RFR JDK-8011200 (was 7143928) : (coll) Optimize for Empty ArrayList and HashMap

Wed Apr 10 23:18:23 UTC 2013

On 04/10/2013 11:26 PM, Martin Buchholz wrote:
> I'm willing to accept John as an authority on hotspot optimization.
> I'm surprised that null checks aren't more close to free in part because
> recent jsr166 code has been introducing more explicit null checks,
> sometimes in code where the reference being checked is "known" not to be
> null.
>
> Martin

null check that are never null are free when the interpreter has never 
(or rarely) sees a null
at a specific callsite because in that case, the JIT doesn't generate a 
null check and
let the CPU/MMU do a fault (the VM has a signal handler to be able to 
come back from death :)

If you set a field to null, the profiler will see the null and will not 
use this optimization,
that why in this case, it's better to have an empty array instead of null.
BTW, the nullcheck in assembler cost you almost nothing anyway but the jump
associated with it has a cost. Modern CPUs do not like to jump.

Rémi

>
>
> On Wed, Apr 10, 2013 at 11:12 AM, Mike Duigou <mike.duigou at oracle.com>wrote:
>
>> On Apr 9 2013, at 19:56 , Martin Buchholz wrote:
>> The use of an empty array rather than null was suggested by John Rose who
>> said:
>>
>> I recommend an empty array rather than null as a sentinel value for two
>> reasons:
>>
>> 1. The JVM prefers to merge null checks into load or store instructions
>> (so-called "implicit null checks") because it removes an explicit branch.
>> But it only does so if the probability of nulls is zero or very low.

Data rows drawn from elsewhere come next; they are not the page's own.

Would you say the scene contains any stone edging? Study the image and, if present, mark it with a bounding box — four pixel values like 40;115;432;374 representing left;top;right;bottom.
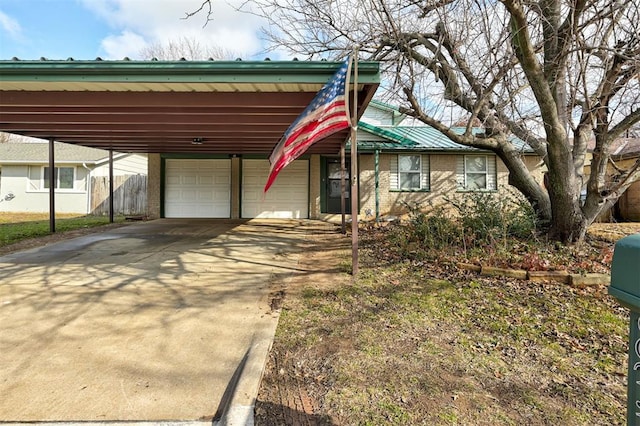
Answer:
456;262;611;287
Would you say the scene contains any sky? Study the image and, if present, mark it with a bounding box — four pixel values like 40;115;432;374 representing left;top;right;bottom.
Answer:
0;0;272;60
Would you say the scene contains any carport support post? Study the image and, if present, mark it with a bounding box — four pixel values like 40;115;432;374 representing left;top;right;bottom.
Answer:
49;138;56;234
109;149;113;223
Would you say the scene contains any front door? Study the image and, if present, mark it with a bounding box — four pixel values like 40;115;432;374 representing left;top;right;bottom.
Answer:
325;158;351;213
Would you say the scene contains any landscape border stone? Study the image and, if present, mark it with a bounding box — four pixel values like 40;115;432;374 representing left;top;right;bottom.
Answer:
456;262;611;287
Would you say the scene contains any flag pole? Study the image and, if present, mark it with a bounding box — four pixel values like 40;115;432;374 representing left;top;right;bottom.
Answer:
350;46;360;277
340;141;349;235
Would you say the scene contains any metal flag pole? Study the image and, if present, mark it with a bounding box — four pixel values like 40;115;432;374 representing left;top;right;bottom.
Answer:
350;46;359;277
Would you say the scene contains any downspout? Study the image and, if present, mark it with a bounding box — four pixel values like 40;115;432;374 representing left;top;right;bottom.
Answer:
82;162;91;215
109;149;113;223
49;138;56;234
373;149;380;222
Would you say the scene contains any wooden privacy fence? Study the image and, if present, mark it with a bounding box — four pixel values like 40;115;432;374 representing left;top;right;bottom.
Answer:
91;175;147;216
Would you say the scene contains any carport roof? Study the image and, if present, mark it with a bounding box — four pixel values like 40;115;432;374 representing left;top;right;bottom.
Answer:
0;60;380;154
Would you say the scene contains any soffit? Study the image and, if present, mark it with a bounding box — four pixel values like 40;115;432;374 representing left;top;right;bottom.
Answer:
0;61;379;154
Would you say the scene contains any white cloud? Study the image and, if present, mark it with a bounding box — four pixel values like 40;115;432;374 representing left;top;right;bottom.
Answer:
100;30;147;59
81;0;264;59
0;10;22;40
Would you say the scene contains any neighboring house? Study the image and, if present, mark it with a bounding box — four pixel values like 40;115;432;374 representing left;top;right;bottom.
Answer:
0;140;147;214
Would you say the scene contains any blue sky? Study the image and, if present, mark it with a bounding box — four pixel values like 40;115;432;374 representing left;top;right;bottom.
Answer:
0;0;270;60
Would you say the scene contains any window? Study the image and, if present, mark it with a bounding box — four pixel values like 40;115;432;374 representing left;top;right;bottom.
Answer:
42;167;75;189
390;154;429;191
457;155;497;191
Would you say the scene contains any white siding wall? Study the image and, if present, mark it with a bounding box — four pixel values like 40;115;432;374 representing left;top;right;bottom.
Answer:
0;164;88;214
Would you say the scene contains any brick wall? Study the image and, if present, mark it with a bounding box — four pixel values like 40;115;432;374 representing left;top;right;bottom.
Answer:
359;154;542;219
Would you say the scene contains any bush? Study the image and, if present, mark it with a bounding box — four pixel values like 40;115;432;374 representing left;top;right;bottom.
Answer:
382;193;536;259
448;192;536;246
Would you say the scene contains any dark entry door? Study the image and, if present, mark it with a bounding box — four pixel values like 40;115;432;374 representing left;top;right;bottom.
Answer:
326;158;351;213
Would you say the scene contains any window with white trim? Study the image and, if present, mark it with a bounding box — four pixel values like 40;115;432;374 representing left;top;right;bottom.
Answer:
390;154;429;191
457;155;497;191
42;166;76;189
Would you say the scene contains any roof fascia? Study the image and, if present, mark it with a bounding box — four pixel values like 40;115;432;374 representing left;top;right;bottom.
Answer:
0;60;380;84
358;121;415;147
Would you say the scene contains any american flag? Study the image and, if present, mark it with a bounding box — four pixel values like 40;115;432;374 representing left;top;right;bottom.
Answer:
264;56;351;192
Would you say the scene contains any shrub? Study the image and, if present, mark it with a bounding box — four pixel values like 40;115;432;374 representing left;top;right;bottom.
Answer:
388;193;536;259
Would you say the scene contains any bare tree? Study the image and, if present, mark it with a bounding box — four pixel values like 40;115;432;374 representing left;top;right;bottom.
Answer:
192;0;640;243
140;37;239;61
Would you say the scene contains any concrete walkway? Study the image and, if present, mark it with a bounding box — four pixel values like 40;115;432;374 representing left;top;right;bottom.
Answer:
0;219;311;424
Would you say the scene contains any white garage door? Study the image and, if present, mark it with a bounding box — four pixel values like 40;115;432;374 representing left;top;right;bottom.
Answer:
242;159;309;219
164;159;231;218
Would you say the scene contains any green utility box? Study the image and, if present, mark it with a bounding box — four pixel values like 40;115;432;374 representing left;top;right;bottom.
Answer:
609;234;640;426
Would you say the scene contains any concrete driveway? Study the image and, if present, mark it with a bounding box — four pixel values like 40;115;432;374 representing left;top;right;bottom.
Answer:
0;219;310;423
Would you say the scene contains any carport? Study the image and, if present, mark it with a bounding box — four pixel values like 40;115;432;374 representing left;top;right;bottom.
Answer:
0;59;380;226
0;59;379;423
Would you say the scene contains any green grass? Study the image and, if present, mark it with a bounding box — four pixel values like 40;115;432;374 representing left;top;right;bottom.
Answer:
0;215;124;247
276;263;628;425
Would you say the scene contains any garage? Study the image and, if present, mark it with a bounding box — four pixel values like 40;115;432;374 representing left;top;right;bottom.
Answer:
164;159;231;218
242;159;309;219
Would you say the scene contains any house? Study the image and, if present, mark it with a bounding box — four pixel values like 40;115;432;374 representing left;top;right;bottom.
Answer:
0;60;542;219
350;101;543;218
611;138;640;222
0;138;147;214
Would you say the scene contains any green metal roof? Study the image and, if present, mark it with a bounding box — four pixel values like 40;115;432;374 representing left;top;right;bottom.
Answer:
0;60;380;91
358;121;533;153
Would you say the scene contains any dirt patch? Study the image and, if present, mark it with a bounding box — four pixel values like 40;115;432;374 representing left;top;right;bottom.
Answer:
255;228;352;426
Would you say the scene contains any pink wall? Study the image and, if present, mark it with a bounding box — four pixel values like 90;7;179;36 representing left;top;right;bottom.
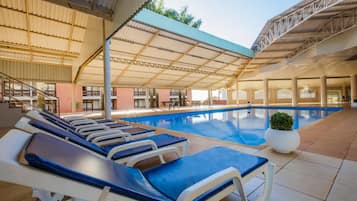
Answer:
115;88;134;110
186;89;192;106
56;83;82;113
156;89;170;107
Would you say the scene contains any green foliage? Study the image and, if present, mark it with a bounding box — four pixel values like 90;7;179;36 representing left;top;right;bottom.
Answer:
270;112;293;130
146;0;202;29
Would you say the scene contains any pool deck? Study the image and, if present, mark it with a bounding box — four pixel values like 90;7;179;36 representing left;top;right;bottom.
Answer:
0;108;357;201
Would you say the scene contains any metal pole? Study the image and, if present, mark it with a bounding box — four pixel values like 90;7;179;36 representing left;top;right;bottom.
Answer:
103;19;112;119
320;76;327;107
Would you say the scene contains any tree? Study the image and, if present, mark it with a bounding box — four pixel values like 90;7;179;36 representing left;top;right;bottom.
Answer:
146;0;202;29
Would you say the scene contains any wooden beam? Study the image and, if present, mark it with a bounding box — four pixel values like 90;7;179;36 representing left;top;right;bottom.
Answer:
207;77;227;89
171;51;225;85
25;0;33;61
0;41;79;58
144;42;199;86
115;30;160;82
0;5;86;30
0;24;83;43
62;10;77;63
186;57;241;88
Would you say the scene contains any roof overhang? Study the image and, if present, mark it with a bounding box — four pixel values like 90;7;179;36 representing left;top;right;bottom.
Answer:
77;9;254;89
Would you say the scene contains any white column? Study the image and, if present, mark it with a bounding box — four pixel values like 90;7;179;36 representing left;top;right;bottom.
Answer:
103;19;112;119
145;88;150;108
263;79;269;106
291;77;298;107
208;89;213;105
351;74;357;103
236;79;239;105
320;76;327;107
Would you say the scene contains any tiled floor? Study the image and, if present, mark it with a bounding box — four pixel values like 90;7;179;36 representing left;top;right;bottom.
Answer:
0;109;357;201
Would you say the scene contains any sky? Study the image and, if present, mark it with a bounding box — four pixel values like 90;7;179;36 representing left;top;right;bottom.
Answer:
164;0;300;48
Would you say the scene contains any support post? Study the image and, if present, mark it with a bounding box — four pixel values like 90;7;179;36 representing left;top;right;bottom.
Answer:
291;77;298;107
236;79;239;105
320;76;327;107
263;79;269;106
103;19;112;119
351;74;357;103
145;88;150;109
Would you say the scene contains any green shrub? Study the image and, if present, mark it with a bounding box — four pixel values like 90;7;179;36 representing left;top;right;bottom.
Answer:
270;112;293;130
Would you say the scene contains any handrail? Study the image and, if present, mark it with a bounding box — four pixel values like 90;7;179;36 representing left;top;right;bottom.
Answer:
0;72;54;98
0;72;60;115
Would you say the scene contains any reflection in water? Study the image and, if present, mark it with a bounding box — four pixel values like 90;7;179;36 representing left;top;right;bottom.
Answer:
126;108;336;146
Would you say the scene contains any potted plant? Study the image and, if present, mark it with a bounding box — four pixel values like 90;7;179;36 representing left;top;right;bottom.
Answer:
265;112;300;153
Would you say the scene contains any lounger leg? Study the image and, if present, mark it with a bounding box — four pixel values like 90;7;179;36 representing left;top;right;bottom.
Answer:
233;178;248;201
32;189;64;201
182;142;190;156
257;163;275;201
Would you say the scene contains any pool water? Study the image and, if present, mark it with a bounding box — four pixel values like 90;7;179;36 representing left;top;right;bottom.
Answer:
123;107;342;146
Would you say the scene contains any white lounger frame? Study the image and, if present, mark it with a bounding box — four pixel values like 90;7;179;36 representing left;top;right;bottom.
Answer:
15;117;189;164
0;129;274;201
26;111;155;141
26;110;132;136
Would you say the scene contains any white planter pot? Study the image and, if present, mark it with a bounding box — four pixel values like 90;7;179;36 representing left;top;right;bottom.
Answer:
265;128;300;153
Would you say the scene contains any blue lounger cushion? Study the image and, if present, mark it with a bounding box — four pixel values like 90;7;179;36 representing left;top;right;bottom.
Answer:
25;134;169;201
93;127;155;142
103;133;187;160
40;112;129;132
29;119;108;156
143;147;268;200
29;120;187;160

But
>> using null as a sentinel for common states (e.g., empty collection) defeats
>> this optimization.
>>
>> 2. For power-of-two sized structures (HashMap) we can optimize away an
>> array range check in the presence of a zero-length check.
>>
>> Since most uses of a variable-sized collection load and test the array
>> length, the sentinel check can easily be overloaded onto this test. If null
>> is not used, then the (safety-mandated) null check is (usually) merged into
>> the load of the length. If the table is power-of-two-sized, then only the
>> zero check remains, and the array range check may be removed. This is
>> thought to be the best code for a frequent load from a possibly-empty
>> collection.
>>
>> Mike asked, "what about empty collection?" This is a reasonable thing to
>> use, but it has a cost. The JVM uses inline caches and type profiles to
>> simplify its optimized code; these techniques "win" when at a given use
>> point (individual call to Map.get, for example) there is only one class
>> present, even if the interface is totally general. (This is the so-called
>> "monomorphic" case.) If the application uses (say) only HashMaps for both
>> empty and non-empty maps, then this optimization can win big. It can be
>> broken, on the other hand, if the application begins to use one other type
>> for some other case (such as empty maps). In these cases, it is better to
>> overload the "am I empty?" test on some other loaded value, such as a null
>> or (better) an array length.
>>
>>
>> Mike
>>